Hell Week is ‘part of the first phase of the Navy SEAL assessment and selection pathway,’ according to Naval Special Warfare Command. It is considered the pinnacle of training for Navy SEALS and consists of five days in which trainees are constantly cold, hungry, sleep deprived and wet and are often pushed to ‘their physical and mental limit.’
Navy SEALS, considered the elite unit of the military’s naval arm, requires candidates to make it through a rigorous 26-week training program before they can join.
News of Kyle Mullen’s abrupt death led to shock and dismay amid those who knew him.
‘Great athlete but a better person,’ Ed Guerreri, the football coach at Manalapan High School where Mullen played told USA Today.

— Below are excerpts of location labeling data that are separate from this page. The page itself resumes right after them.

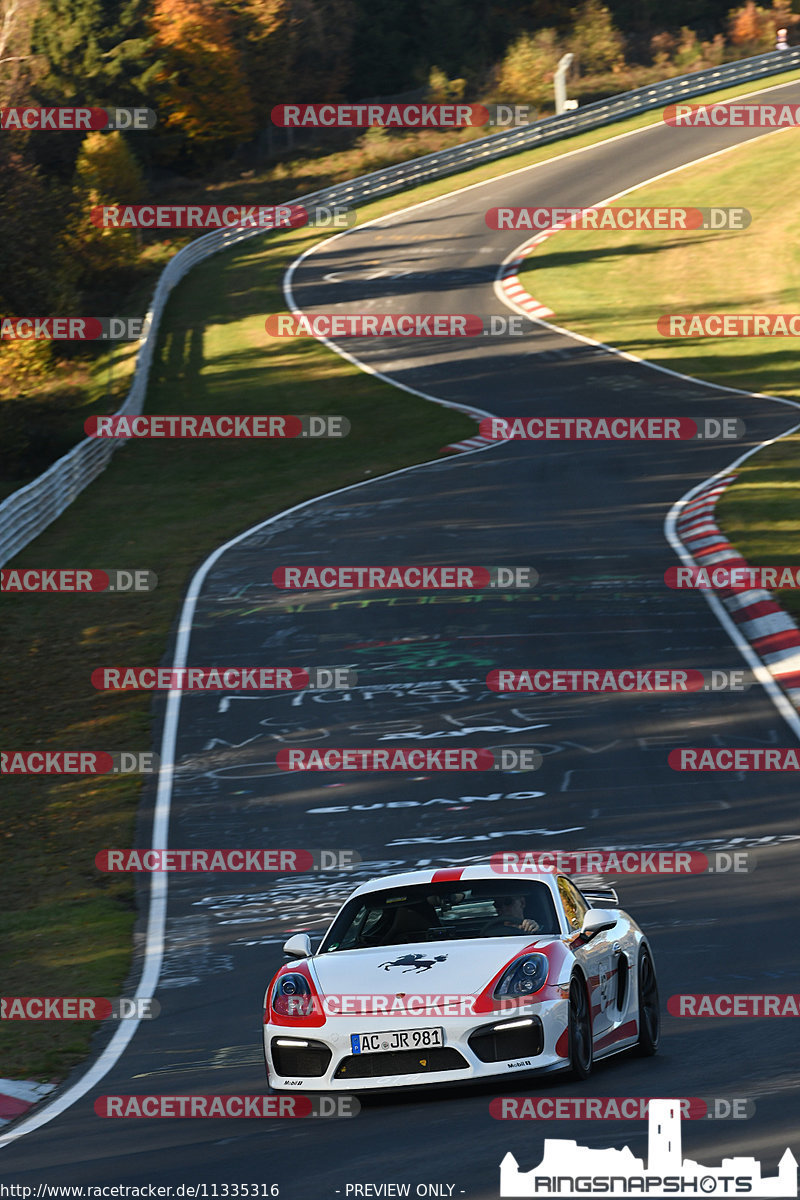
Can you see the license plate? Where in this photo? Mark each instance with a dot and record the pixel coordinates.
(396, 1039)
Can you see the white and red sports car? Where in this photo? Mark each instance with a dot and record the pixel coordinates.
(437, 977)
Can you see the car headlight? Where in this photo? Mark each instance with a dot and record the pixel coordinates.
(523, 977)
(292, 996)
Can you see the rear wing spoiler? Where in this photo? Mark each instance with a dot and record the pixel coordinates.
(600, 898)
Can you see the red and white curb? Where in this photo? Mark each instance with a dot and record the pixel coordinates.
(475, 443)
(17, 1096)
(759, 618)
(513, 289)
(509, 280)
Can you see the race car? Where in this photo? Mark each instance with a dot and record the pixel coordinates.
(438, 977)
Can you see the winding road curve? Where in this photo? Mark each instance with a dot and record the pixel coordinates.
(590, 519)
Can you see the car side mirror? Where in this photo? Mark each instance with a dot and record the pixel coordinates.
(298, 947)
(596, 921)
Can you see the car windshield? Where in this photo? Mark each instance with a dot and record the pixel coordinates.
(435, 912)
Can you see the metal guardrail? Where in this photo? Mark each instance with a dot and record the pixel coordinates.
(28, 511)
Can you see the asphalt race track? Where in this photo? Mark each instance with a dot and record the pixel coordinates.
(589, 517)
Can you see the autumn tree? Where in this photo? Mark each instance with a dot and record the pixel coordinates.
(106, 173)
(202, 91)
(595, 41)
(96, 52)
(527, 71)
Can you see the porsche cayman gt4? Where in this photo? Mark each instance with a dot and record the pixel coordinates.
(437, 977)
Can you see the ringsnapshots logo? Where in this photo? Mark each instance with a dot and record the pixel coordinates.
(77, 119)
(615, 429)
(567, 1169)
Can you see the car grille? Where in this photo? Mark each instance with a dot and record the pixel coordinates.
(307, 1062)
(491, 1044)
(400, 1062)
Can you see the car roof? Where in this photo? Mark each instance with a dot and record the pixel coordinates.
(455, 874)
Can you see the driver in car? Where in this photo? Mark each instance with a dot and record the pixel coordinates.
(510, 918)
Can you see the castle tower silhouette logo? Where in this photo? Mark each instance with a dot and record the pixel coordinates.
(567, 1169)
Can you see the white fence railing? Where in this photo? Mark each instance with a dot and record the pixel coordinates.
(28, 511)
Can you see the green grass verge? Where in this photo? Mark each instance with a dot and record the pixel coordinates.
(164, 507)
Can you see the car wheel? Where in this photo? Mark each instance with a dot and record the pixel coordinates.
(582, 1053)
(649, 1011)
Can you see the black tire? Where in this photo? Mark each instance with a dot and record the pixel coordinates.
(582, 1050)
(649, 1009)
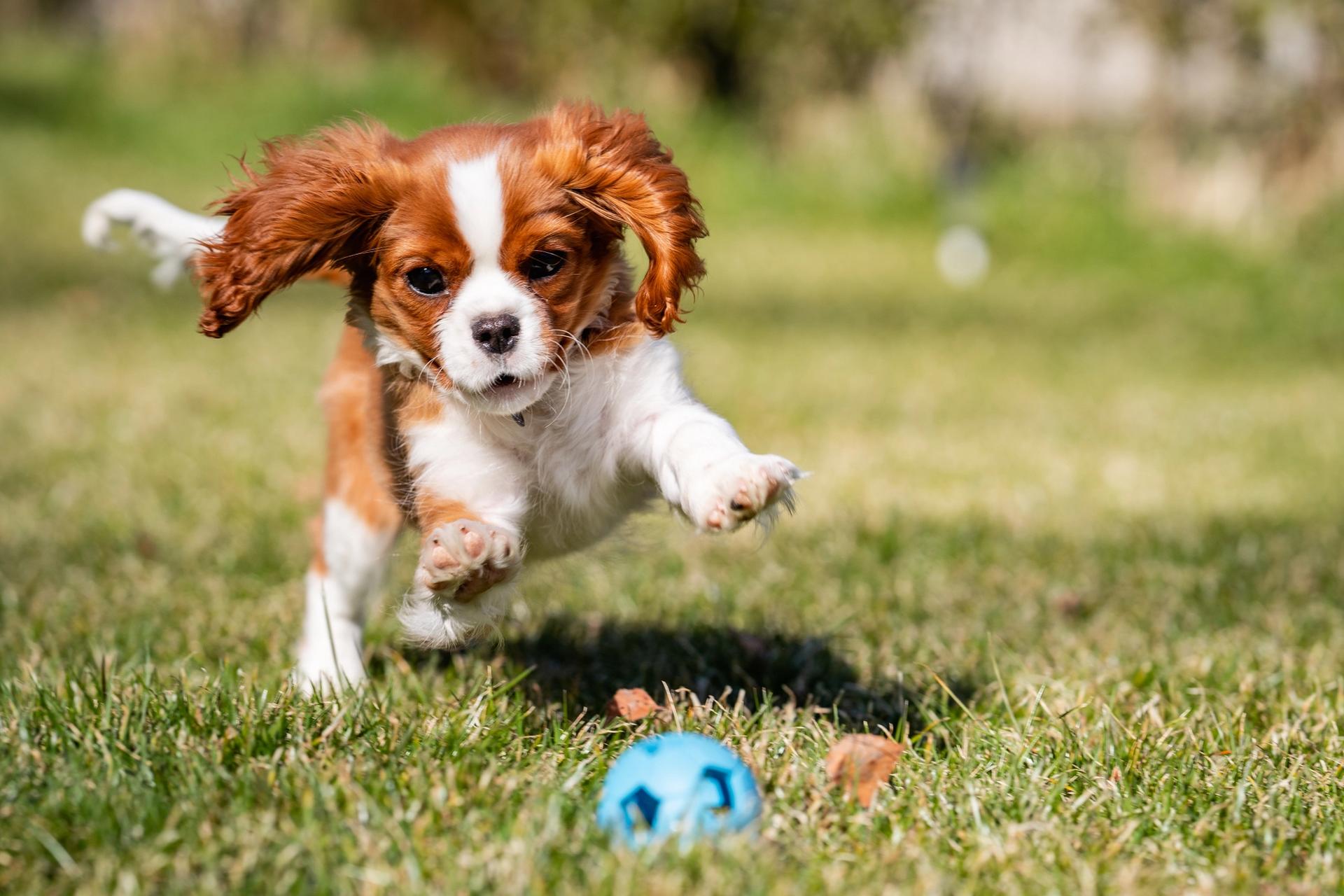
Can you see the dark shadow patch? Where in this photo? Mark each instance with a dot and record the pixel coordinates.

‘Everybody loved him,’ Guerreri said. ‘Probably one of the best kids I ever had. Great, great kid on the field but even better off the field.’
Mullen went on to play at Yale University, where he was selected second-team All-Ivy League as a defensive lineman, and for Monmouth University.
The Navy produces around 200 to 250 SEALs a year. In the last two decades, 17 have died during training, NBC News reported.
SEAL candidates go through 24 weeks of training throughout five phases, including a physical training test, obstacle courses, extensive swimming and running, combat diving, land warfare training and other physically difficult tests.
Many candidates do not make it pasted Phase 1, also known as Stage 3, and a ‘significant’ number begin to drop out.
The last SEAL candidate to die during training was Seaman Derek Lovelace, 21, who drowned in 2016. He was struggling to tread water in full gear and was reportedly pushed underwater at least twice. He lost consciousness and died.